What is the Best Battery for a Solar Panel System?
When you install solar to reduce your carbon footprint and energy costs, it’s almost counterproductive to pay the high Time of Use rates billed by your utility company during peak hours. Unfortunately, you can’t control when the clouds will cover up the sun, and you can’t control the fact that it goes down every night. The good news is there is something you can do to avoid having to rely on your utility company when solar isn’t available. To keep energy costs down, continue to do your part for the environment and gain more control over the way you use energy, look to a solar battery.
Why Solar Batteries Make Sense
Solar home battery installation won’t make sense for every solar customer, though the way energy systems are changing around the U.S., they are beginning to make more and more sense. The following are some ways solar batteries benefit solar customers.
- Utility companies have peak hours figured out so they make the most money off even their solar customers. When your panels are the most productive during the day, utility costs are lower.
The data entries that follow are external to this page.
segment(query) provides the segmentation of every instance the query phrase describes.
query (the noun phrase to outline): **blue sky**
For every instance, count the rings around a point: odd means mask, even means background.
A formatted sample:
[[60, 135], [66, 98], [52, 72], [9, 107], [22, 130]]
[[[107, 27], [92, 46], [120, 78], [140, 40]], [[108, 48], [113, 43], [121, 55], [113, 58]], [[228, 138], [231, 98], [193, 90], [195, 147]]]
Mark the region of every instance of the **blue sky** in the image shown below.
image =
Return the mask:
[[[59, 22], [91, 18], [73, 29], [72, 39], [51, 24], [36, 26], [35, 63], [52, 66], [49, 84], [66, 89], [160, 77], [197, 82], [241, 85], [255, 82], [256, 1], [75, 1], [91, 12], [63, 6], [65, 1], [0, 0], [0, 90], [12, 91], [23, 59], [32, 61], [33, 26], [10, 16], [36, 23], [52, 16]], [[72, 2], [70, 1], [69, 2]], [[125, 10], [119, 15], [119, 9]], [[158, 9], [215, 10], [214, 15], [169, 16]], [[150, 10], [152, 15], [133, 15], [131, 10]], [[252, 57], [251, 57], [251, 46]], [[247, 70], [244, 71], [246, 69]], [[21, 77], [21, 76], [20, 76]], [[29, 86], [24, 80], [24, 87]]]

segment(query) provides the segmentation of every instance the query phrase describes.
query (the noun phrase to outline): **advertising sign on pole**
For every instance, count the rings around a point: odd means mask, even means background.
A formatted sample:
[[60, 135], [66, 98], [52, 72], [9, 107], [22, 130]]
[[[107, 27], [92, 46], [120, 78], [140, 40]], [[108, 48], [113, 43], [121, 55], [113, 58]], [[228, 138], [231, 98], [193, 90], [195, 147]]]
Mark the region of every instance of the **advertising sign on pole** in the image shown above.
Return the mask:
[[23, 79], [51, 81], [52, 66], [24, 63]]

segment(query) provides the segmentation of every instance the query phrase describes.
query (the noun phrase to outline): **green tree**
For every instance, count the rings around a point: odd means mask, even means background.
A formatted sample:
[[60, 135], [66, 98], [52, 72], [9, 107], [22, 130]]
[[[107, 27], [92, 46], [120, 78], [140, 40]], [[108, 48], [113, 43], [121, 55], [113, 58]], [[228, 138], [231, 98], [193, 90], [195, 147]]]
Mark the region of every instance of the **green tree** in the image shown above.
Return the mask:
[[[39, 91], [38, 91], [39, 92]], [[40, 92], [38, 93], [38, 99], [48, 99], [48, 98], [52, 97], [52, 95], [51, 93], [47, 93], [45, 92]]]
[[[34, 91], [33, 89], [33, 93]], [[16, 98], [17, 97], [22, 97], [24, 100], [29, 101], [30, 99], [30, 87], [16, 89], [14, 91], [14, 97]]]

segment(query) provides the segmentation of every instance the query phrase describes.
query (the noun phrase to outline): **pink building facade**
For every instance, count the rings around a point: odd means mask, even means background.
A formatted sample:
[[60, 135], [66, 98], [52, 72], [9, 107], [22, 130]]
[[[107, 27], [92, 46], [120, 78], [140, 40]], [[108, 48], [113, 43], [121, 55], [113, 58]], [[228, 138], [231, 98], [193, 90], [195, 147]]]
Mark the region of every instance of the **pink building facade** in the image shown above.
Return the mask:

When use goes up after the sun has gone down, utility costs are higher. Customers with solar batteries can steer around these TOU rates, which are becoming a popular way for utility companies to charge their customers.
- Many homeowners have diesel generators as backup power, but you can get around that as well when you have a battery included in your energy system. Though your system is connected to the electric grid, meaning your power can still go out, your battery will hold on to power so when the grid shuts down, your household doesn’t have to.
- There are some financial incentives included with battery storage, depending on which state you live in. The investment tax credit is available to all customers in the U.S., offering a certain percentage of savings if you charge solely from your own solar source. California’s Self-Generation Incentive Program and Maryland’s solar battery tax credit are some other examples, with other states offering their own credits and incentives.
How Battery Systems Work
During a nice, sun-filled day, your solar panels will produce more energy than you’ll use. Rather than it going back to the grid, your solar home battery stores it for use during peak hours when the sun isn’t shining. If your battery fills to 100%, only then will it send electricity to the grid. Your energy system also won’t need to pull from the grid unless it is 100% depleted.
There are two types of battery systems, and you should understand the difference so you know which one is preferred:
- AC-Coupled Solar Batteries – With this type of system, your solar panel power gets converted from DC power to AC power through a standard grid connect inverter. The battery inverter then converts it back to DC, and that’s how it gets stored in the battery. When you are ready to use the power, the batter inverter takes it from DC back to AC, and that’s how the loads are supplied. While this seems complicated, this is typically the system of choice.
- DC-Coupled Solar Batteries – This system works by the solar panels directing power straight to the battery from a battery charger. There is no conversion that takes place.